Aha-no i tadam Fallout 2.
Gra która przeszedłem 34 razy. A kto wie, może kiedyś zaznę w nią grać po raz 35...? ;D
Często także instaluje sobie GTA:3 oraz Jedi Academy.
Ale ostatnio gram praktycznie w CoD, i czekam aż Shedałejj mi w końcu KOTORa wyśle lama jedna ;p
Niestety ostatnio znów mi mój net provider nawala i cesto wieczorami w CODa sobie popykac nie mogę...( ping 150...hf...) Ech...
A pozatym czasu na tych studiach nie ma niestety :<
...z choroby zacząłem dzisiaj ponownie Giants: Citizen Kabuto PL. Cóż rzec, gierka prosta, ale daje masę radochy . Warto przechodzić kolejne misje choćby dla kolejnych filmików, które miejscami po prostu powalają na ziemię . Wybuchowe kartofelki dziadziusia Burszurasa rządzą .

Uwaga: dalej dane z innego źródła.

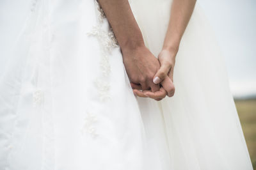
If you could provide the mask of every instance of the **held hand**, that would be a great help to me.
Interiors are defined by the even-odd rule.
[[[153,82],[156,84],[161,84],[170,97],[173,96],[175,88],[173,84],[173,69],[175,64],[176,52],[163,50],[158,55],[160,68],[154,77]]]
[[[132,84],[142,90],[150,90],[152,92],[159,90],[159,84],[153,82],[153,77],[159,68],[160,64],[145,45],[138,46],[132,50],[122,50],[122,54],[126,72]],[[136,91],[134,93],[138,95]]]
[[[159,91],[153,92],[149,90],[143,90],[141,91],[140,89],[141,89],[141,88],[140,86],[131,83],[134,93],[139,97],[147,97],[157,101],[164,98],[166,95],[170,97],[173,96],[175,87],[173,77],[175,56],[176,53],[163,50],[158,56],[161,67],[154,76],[154,82],[160,84]],[[156,78],[157,77],[159,78]]]

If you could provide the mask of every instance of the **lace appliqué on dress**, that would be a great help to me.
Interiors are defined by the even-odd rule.
[[[110,86],[108,82],[108,78],[111,72],[109,57],[113,49],[118,47],[118,45],[112,29],[110,28],[109,30],[106,31],[102,27],[104,19],[106,18],[106,16],[97,0],[95,0],[95,4],[99,22],[98,25],[94,26],[92,29],[89,33],[87,33],[87,35],[96,37],[101,47],[102,57],[100,66],[102,75],[96,79],[95,83],[98,89],[100,100],[104,101],[110,99],[110,95],[109,94]],[[107,20],[106,21],[108,22]]]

Z nudów wziąłem się za Halo: Combat Evolved, po raz 3. Wcześniej grałem w KOTORy. I tutaj ciekawostka: o ile KOTORa 2 przeszedłem po raz kolejny, to KOTOR 1 mnie znudził w połowie i przerwałem. Pod względem grywalności K2 bije 1 na głowe. Od wczoraj mam też demo Tomb Raider: Legend. Co prawda po TR III postanowiłem że dam sobie spokój z serią, ale demo baaardzo przypadło mi do gustu i teraz staram się o pełną wersję.

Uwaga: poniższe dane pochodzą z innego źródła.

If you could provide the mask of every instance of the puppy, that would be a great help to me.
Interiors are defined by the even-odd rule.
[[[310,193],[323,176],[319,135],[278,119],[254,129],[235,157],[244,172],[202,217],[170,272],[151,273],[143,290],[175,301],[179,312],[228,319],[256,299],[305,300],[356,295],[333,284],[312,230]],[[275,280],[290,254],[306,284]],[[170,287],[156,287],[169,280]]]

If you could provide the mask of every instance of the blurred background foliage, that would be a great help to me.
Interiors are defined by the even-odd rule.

Ja gram w World of Warcraft zawalista gra. Czasami gram też w Jedi knight jedi outcast. Jak ma ktoś dobre kody to piszcie pls.
pare kodów: "god" na nieśmiertelność (nie działa na elektryczność i czasami na przepaść), "g_saberrealisticcombat 20" wystarczy dotknąć mieczem a odlatują głowy, ręce, ramiona, tłów, nogi, stopy, dłonie(najlepiej na Szturmowcach) i "g_knockback <liczba od 1 do 900000>" (najlepsza jest najwyższa liczba, wtedy jak jest dużo wolnej pszestrzeni a popchniesz gościa czasami znika ci z oczu.)

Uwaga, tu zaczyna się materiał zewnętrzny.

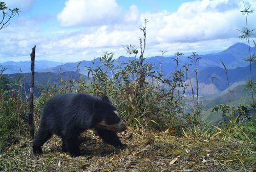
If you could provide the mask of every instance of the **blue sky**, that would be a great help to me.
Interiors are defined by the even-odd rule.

gram w "Diabła w kamieniu" (polski moduł do NWN) i za jasną chorobę nie wiem, co robić. Jestem w labiryncie ruin templariuszy, "pogadałem" z dużą księgą, okazało się, że potrzebuję jakiegoś klucza templariuszy. Może ktoś w to grał i wspomoże?
...kumpel z klasy (notabene mój krewny) przekonał mnie do gierki zwanej Tibia. Jest to MMORPG o śmiesznej, przedpotopowej grafice, który jednak wciąga .
W wakacje mam zamiar skończyć jeszcze raz Sagę Baldur`s Gate. Ambitny plan .
że jako chyba jedyny na tym forum gram w świetna grę przez neta LINEAGE 2. RpG osadzony w świercie smoków i magii.
<-------P O L E C A M------->
...KILL.SWITCH z najnowszego CLICKa!. Niezbyt skomplikowana strzelanka TPP z naciskiem na krycie się za przeszkodami i bieganie od kryjówki do kryjówki. Inteligencja przeciwników niestety zawodzi, czasem tylko któryś niemrawo stara się cię zajść po cichu od tyłu . Gra szybko popada w schematy, więc do dłuższego grania się nie nada, ale jest w sam raz na krótkie odstresowanie po 7 godzinach poprawiania ocen .
Wpadłem po uszy w Vice City Zajedwabista giera, super klimat, super wozy i motory + dialogi
Ken Rosenberg: What the hell are we gonna do?
Tommy Vercetti: Shut up, sit down. I`ll tell you what we`re gonna do. You`re gonna find out who took our cocaine, and then, I`m gonna kill them.
or
Tommy Vercetti: Remember, smile at the other cops.
Lance Vance: Hey there, officer. Nice badge, nice badge.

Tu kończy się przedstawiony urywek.